Diane's fingertips rise slowly to her lips but she is determined not to reveal any more horror in front of the girl. She forces a smile onto her face.
Corde asks Diane, "How's Breck?"
She hesitates. Corde knows she's considering if she should admit the existence of this knowledge. "I called the hospital," she whispers. "He'll live. Hundreds of stitches."
Sarah looks groggily away. "I don't like it here, I'm afraid he's going to come back to his house."
"Who?" Diane asks.
"The Sunshine Man."
Corde crouches down. "He's gone away, honey. He'll never come back. I've sent him away."
Diane looks at the house. She says, "He lives there, your wizard?"
Sarah says, "I saw him behind the cow pasture a couple times. I wanted him to cast a spell to make me smart so one day I followed him here. But I was ascared to ask so I left."

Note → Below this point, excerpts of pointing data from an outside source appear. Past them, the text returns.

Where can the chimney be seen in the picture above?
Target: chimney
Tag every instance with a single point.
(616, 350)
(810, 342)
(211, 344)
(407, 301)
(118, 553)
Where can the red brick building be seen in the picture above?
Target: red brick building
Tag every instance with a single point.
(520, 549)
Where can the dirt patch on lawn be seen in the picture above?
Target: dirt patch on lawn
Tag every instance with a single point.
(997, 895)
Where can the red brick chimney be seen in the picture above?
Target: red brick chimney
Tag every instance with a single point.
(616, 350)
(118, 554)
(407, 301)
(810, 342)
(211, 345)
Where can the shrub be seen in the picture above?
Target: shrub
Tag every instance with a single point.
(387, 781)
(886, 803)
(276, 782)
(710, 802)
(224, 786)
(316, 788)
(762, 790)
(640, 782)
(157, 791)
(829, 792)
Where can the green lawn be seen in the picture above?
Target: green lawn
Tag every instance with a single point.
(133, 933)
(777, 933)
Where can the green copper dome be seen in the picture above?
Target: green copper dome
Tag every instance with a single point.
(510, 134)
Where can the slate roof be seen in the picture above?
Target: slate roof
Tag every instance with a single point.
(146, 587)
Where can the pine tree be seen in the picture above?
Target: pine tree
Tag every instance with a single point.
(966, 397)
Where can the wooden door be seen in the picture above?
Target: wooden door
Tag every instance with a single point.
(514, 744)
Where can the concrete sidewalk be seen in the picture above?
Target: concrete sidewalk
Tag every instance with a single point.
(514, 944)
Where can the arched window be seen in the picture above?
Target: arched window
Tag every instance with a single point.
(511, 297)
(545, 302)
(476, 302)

"And she wrote a story about it."
Corde pulls the two stained pages from his breast pocket and reads the words he near to memorized earlier in the day. "'And the girl climbed onto the back of Cloud-Tipper the eagle and hugged his feather neck. They sailed away from the yellow house. They followed the Sunshine Man home. They flew into the yard then past the cow field and past the old well and the burned-down silo that looked like whale ribs and over the railroad bridge and along the path to the river. Finally, they came to a clearing in the woods. Cloud-Tipper landed gentle. And there was the Sunshine Man's cottage....'"

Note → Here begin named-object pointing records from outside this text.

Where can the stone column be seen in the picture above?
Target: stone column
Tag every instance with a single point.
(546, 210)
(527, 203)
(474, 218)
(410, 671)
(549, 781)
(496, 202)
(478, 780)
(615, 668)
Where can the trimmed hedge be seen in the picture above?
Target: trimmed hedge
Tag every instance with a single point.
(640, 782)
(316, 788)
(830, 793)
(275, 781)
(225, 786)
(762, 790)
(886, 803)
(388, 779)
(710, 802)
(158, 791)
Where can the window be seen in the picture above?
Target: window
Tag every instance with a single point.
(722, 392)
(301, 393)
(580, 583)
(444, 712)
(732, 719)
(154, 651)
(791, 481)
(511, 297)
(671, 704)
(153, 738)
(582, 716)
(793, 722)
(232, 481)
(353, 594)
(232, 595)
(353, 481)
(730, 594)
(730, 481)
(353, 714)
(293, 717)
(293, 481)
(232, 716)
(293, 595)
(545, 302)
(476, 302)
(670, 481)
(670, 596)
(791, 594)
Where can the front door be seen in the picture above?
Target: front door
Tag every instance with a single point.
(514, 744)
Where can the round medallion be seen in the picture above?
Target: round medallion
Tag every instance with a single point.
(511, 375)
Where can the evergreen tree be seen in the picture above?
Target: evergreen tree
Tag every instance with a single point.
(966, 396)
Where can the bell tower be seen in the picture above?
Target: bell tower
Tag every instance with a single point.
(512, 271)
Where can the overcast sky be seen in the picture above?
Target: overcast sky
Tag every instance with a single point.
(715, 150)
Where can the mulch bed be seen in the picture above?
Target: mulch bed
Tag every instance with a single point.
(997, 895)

"You came here by yourself, Sarah?" Diane's eyelids lower at the insolence of tragedy averted by the smallest slip of fate.
"I just wanted him to make me smart, Mommy."

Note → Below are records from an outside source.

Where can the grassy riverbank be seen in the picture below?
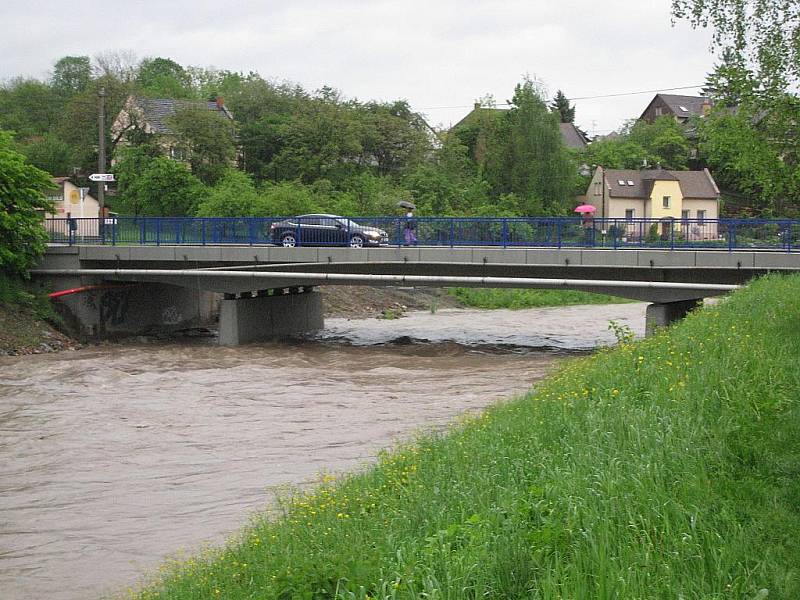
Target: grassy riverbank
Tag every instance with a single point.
(667, 468)
(27, 320)
(516, 299)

Diane casually slips her arm around her daughter and they walk toward the squad car. Corde hobbles along behind. Mother and daughter separate for a moment, the girl running ahead.
Corde catches up with his wife, who is now silent, the same wary expression on her face that she'd worn at Jamie's bedside. Corde knows why but doesn't want to consider it now. The pain in his arm is making up for lost time and he's half faint by the time he slides into the backseat of the Dodge, next to Diane. Sarah has claimed the front. Diane brushes her daughter's hair with her fingers.
When Corde sits closer to his wife she shies away from him. Her motion is subtle but is clear.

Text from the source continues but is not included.